Out of nowhere, Apache's there, walking toward me, like magic. He's got the .357 and he opens up on the dude. And he must've got him cuz we're not getting followed anymore and he's pulling me, yanking me forward, saving me.

I look back and there's another body on the grass and two more guys coming out the house.

We turn the corner, hit the driveway, the sidewalk.

When Joker's homies turn the corner of the garage, Fate opens up with the shotgun. Shit's so loud it sounds like a plane crash. And I laugh.

It goes like that, like planned, cuz we're in the car and driving. But I don't know which way's which.

I feel thin like Kleenex. I want to laugh again. I want to tell the whole story of what it looked like, what it felt like.

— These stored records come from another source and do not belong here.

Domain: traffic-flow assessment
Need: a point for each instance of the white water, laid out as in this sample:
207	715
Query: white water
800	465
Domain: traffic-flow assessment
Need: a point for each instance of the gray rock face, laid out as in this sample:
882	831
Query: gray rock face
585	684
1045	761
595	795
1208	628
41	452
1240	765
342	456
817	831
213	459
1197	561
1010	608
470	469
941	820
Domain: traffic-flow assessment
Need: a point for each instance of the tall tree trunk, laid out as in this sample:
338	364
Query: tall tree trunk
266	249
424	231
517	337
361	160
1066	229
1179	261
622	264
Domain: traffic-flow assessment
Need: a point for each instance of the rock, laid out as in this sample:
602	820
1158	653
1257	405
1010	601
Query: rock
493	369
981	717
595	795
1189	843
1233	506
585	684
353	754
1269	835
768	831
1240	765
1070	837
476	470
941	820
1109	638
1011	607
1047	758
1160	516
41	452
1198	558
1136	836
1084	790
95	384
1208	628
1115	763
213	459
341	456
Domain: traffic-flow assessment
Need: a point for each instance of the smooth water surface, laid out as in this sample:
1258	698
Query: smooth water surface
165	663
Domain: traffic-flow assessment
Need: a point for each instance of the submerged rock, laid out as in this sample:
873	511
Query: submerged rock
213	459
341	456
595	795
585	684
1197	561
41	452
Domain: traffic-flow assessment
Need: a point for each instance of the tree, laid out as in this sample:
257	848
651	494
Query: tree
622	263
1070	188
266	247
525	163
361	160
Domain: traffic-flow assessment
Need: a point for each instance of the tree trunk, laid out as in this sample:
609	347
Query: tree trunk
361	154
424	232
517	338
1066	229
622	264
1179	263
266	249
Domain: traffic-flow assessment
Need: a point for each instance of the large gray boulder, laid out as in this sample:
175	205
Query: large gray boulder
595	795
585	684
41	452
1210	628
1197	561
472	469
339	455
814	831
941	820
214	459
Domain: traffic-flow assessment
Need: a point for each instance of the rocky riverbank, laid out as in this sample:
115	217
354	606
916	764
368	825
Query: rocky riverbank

And then I feel like I need to puke maybe.

“You got them motherfuckers?” Fate wants to know and I want to answer.

I can't. I try but my mouth won't work.

I never shot nobody before.

I mean, I shot plenty. Targets and birds and all that.

But I never shot no
body
before.

It's different.

“You got to fix up,” Fate says and yanks the rearview so he can see me. He stares at me hard. Nobody argues with that face. Never.

The car feels like it's moving faster than fast, but I know Clever's going the speed limit.

That was part of the plan too.

I nod.

I know I need to fix up.

But my arms don't move. They don't do what he wants. Or what I want.

Fate tells Apache, “Fucking do that shit.”

Apache lifts my arms up, smashes a hoodie down over my dress.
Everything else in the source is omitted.